Claustrophobic

01.

“Isabelle Kaulitz?” a nurse called out my name in the waiting room. My mother and I stood up together, in perfect sync. We were like that, my mum and I – understanding each other.

“Bella,” I corrected. I was bored of correcting everyone on my name. Mum should just damn well change it. It’s not like anyone knows me as Isabelle anyway.

“Okay Bella – and Mrs Kaulitz, of course – right this way.” I could tell she was a new nurse. No one else treated my mother with such respect. I wasn’t complaining – usually she was treated as just a machine to sign forms for me. I loved my mum, and I wanted her to be happy.

“Bells,” my mum said, looking at me with a sour look on her face. The nurse walked a distance ahead of us, leading the route that we probably knew better than her. She wouldn’t be able to hear our quiet conversation. “Bella, how’s your brother? You’ve looked upset all morning.”

I sighed. My mum was too good sometimes. Only she would know the exact look I couldn’t help but wear when my brother was horrible to me. “He doesn’t agree with me, of course. He thinks girls are girls and boys are boys.”

She sighed. Her twin children didn’t talk anymore. They didn’t even call themselves twins anymore – if someone asked at school, Tom would say, ‘oh, she’s just a cousin. Like my third or fourth cousin, I think. Same surname is all.’
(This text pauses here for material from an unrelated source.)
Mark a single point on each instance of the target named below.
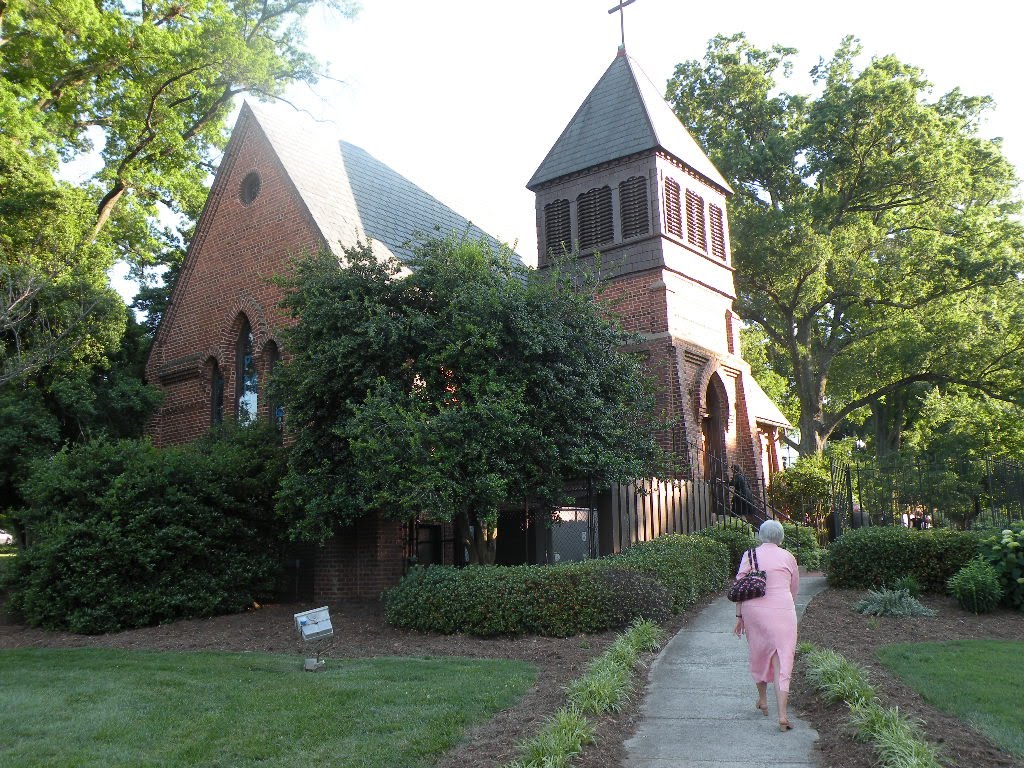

“You know that your brother only thinks he’s doing the right thing, Bella. He’s a stubborn little thing. Mind you, you’re just the same.”

“I know.” I shrugged. “But you have to admit, he’s being pig-headed about it.”

She laughed, but then her face turned stern. “Bella, don’t talk about your brother that way.”

“Mum,” I just wanted her to stop going on about my brother. I loved him, and I missed him, but he wasn’t changing, and neither was I.

“You were best friends growing up. You shared everything – you pair were inseparable. You’re fraternal twins, obviously, but you both looked identical when you were born. I don’t know how we’d have managed, your dad and I, if you weren’t a gir–”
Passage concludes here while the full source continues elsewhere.